Problem J
Triangular Logs
The local forest has a lot of trees! Each tree is located at integer coordinates and has an integer height. Cutting down any tree gives you a log with a length equal to its height. You want to obtain three triangular logs (that is, three logs that form a non-degenerate triangle) by cutting down three trees.
Given a list of queries which each specify an axis-aligned rectangular region, can you obtain three triangular logs by cutting down three trees in that region, possibly including those on the boundary of the rectangle?
Input
The first line of input contains two integers $n$ and $q$ ($1 \le n,q \le 10^5$), where $n$ is the number of trees and $q$ is the number of queries.

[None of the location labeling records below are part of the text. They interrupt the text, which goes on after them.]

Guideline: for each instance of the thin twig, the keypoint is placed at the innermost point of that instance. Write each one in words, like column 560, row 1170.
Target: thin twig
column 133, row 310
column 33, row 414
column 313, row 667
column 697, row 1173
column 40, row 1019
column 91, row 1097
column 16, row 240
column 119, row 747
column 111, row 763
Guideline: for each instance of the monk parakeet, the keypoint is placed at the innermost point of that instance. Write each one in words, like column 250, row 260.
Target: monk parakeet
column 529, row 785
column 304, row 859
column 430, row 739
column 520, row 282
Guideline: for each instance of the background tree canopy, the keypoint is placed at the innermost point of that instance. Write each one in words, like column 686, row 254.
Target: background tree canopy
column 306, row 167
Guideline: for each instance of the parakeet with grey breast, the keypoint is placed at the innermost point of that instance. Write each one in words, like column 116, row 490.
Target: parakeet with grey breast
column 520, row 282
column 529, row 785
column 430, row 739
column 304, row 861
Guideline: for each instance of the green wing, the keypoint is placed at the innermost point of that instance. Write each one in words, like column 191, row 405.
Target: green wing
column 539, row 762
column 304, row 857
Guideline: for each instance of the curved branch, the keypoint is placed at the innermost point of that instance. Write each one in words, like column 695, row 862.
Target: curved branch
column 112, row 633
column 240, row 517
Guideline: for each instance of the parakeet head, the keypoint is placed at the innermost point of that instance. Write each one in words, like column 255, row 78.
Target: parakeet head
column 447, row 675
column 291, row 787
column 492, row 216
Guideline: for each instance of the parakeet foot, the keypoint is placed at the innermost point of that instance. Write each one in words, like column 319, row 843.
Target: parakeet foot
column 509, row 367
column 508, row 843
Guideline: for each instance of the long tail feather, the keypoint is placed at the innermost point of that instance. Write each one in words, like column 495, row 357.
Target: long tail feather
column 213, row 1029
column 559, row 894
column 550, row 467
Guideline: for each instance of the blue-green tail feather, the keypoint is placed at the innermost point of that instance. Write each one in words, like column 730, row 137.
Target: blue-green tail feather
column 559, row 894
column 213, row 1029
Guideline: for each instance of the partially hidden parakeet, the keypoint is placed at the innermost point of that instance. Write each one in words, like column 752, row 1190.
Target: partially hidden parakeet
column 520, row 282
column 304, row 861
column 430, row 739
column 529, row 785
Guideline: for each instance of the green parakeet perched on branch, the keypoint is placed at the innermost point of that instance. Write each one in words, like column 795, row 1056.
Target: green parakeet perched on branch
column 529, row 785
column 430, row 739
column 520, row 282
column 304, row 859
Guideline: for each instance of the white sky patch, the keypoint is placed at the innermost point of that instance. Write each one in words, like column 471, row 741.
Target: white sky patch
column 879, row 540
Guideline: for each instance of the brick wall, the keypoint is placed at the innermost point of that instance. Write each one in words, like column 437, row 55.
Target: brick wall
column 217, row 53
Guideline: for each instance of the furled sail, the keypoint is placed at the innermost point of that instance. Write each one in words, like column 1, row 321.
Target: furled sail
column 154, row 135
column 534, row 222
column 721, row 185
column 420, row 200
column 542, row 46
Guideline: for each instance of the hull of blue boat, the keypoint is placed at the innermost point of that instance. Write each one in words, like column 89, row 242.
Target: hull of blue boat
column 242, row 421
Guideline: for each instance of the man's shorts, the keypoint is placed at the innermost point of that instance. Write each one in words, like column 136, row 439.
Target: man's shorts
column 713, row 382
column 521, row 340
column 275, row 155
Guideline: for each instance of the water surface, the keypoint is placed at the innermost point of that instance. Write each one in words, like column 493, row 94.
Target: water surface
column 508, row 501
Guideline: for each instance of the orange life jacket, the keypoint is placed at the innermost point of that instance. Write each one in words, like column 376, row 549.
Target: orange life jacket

Each of the next $n$ lines contains three integers $x$, $y$ and $h$ ($1 \le x,y,h \le 10^9$), which describes a tree at location ($x,y$) with height $h$. All tree locations are distinct.
Each of the next $q$ lines contains four integers $x_{low}$, $y_{low}$, $x_{high}$ and $y_{high}$ ($1 \le x_{low} \le x_{high} \le 10^9$, $1 \le y_{low} \le y_{high} \le 10^9$), describing an axis-aligned rectangular region for a query.
Output
Output $q$ lines. Each line contains a single integer, which is the answer to the given query. Output 1 if there are three trees in the queried region that can form a non-degenerate triangle, and 0 otherwise. Output answers to the queries in the order of the input.
Sample Input 1 | Sample Output 1 |
---|---|
9 5 1 3 3 2 3 1 3 3 4 1 2 1 2 2 5 3 2 9 1 1 2 2 1 6 3 1 5 1 1 1 2 1 1 2 2 1 1 1 3 1 2 3 2 1 1 3 3 |
0 1 0 0 1 |